Ausserdem sei es auch ungünstig für die Kundschaft, denn nach der Attacke von Jegenstorf ist die Geschäftsstelle nun für mehrere Tage nicht zugänglich. So gross war der Schaden.

Zerstörte Glasfassade und Geldautomat vor einem Gebäude.
Legende: Häufig wird bei der Sprengung nicht nur der Geldautomat in Mitleidenschaft gezogen, sondern auch gleich das ganze Gebäude, wie hier in Volketswil von 2021. KEYSTONE/Michael Buholzer

Bei Valiant ist es bereits der zweite Vorfall innert 14 Tagen. Bereits letzte Woche wurde ein Geldautomat in Laufen BL gesprengt. Auch dort entstand beträchtlicher Sachschaden am ganzen Gebäude.

Und Valiant reagiert: «Wir haben nach dieser zweiten Attacke beschlossen, die Geschäftszeiten an gewissen Standorten anzupassen», sagt Wille. Das bedeute, dass in der Nacht, in der die meisten Angriffe passiert sind, die eigentlichen 24-Stunden-Zonen nicht mehr geöffnet seien. «Ausserdem haben wir einzelne Geldautomaten – gerade im Jurabogen – temporär geschlossen.» Ob und wann diese je wieder geöffnet werden, wird aktuell überprüft.

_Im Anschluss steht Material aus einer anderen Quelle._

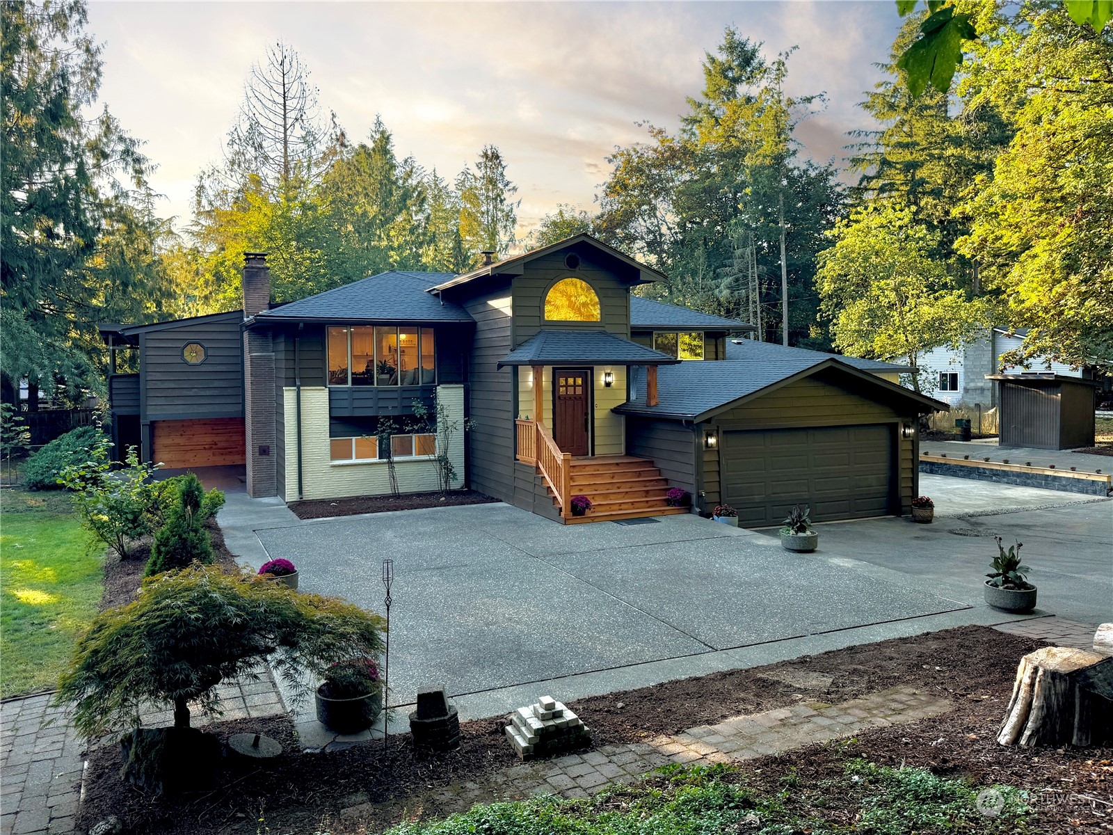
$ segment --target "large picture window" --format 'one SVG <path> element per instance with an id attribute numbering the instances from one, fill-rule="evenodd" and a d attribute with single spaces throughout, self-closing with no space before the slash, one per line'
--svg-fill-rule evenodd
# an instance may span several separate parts
<path id="1" fill-rule="evenodd" d="M 677 360 L 702 360 L 703 332 L 690 331 L 687 333 L 654 333 L 653 350 L 660 351 L 662 354 L 668 354 Z"/>
<path id="2" fill-rule="evenodd" d="M 329 385 L 433 385 L 432 327 L 353 325 L 328 328 Z"/>
<path id="3" fill-rule="evenodd" d="M 599 322 L 599 296 L 581 278 L 561 278 L 545 296 L 550 322 Z"/>

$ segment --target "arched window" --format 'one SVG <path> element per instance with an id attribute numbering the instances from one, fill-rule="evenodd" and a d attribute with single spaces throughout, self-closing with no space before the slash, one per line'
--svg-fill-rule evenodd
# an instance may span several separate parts
<path id="1" fill-rule="evenodd" d="M 561 278 L 545 296 L 550 322 L 599 322 L 599 296 L 580 278 Z"/>

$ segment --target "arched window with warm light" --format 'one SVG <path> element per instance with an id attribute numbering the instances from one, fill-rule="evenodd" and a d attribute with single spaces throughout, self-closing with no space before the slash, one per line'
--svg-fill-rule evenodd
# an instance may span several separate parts
<path id="1" fill-rule="evenodd" d="M 599 296 L 582 278 L 561 278 L 545 296 L 549 322 L 599 322 Z"/>

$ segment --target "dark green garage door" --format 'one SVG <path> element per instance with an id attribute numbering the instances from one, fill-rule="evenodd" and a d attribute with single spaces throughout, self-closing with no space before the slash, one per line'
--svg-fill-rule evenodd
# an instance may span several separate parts
<path id="1" fill-rule="evenodd" d="M 794 504 L 817 522 L 889 512 L 893 428 L 821 426 L 727 432 L 722 495 L 739 524 L 778 524 Z"/>

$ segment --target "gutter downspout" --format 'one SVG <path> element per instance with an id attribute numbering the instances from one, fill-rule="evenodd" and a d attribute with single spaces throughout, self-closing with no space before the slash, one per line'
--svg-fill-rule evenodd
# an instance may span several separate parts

Dabei spiele auch eine Rolle, dass die Kosten für den Betrieb der Geldautomaten durch die Gefahr von Sprengungen immer stärker steigen. Auch dies habe einen Einfluss darauf, ob man Standorte noch fortführe, so Wille.

Digitale Transformation könnte die Problematik entschärfen

Was den Banken in die Hände spielt, ist die sinkende Bedeutung von Bargeld im Alltag. Zwar ist es nach wie vor das wichtigste Zahlungsmittel der Schweizerinnen und Schweizer. Allerdings nimmt die Bedeutung von digitalen Zahlungsarten zu.

Die Anzahl der Geldausgabeautomaten, wie die Schweizerische Nationalbank SNB Bank- und Postomaten beschreibt, nimmt hingegen erst seit 2020 ab (siehe Grafik). Im März 2024 gab es in der Schweiz immer noch 6392 solcher Automaten.

Auch Christoph Wille von Valiant sieht in der digitalen Transformation allenfalls eine Entschärfung des Problems: «Dass digitales Bezahlen heute nahezu überall möglich ist, bedeutet, dass Bargeld im Alltag kaum mehr nötig ist. Wir glauben deshalb, dass unsere Kundschaft künftig auch mit weniger Bankomaten auskommen wird. In diesem Sinne ermutigen wir unsere Kundinnen und Kunden, wo immer möglich, digitale Zahlungsmittel einzusetzen.»

Bis auf Weiteres wird das Wettrüsten zwischen den Banken und Banden anhalten. Es wird wohl nicht der letzte Knall sein, den Anwohnende in der Nähe von Geldautomaten hören werden. Bleibt zu hoffen, dass keine Unbeteiligten mehr verletzt werden.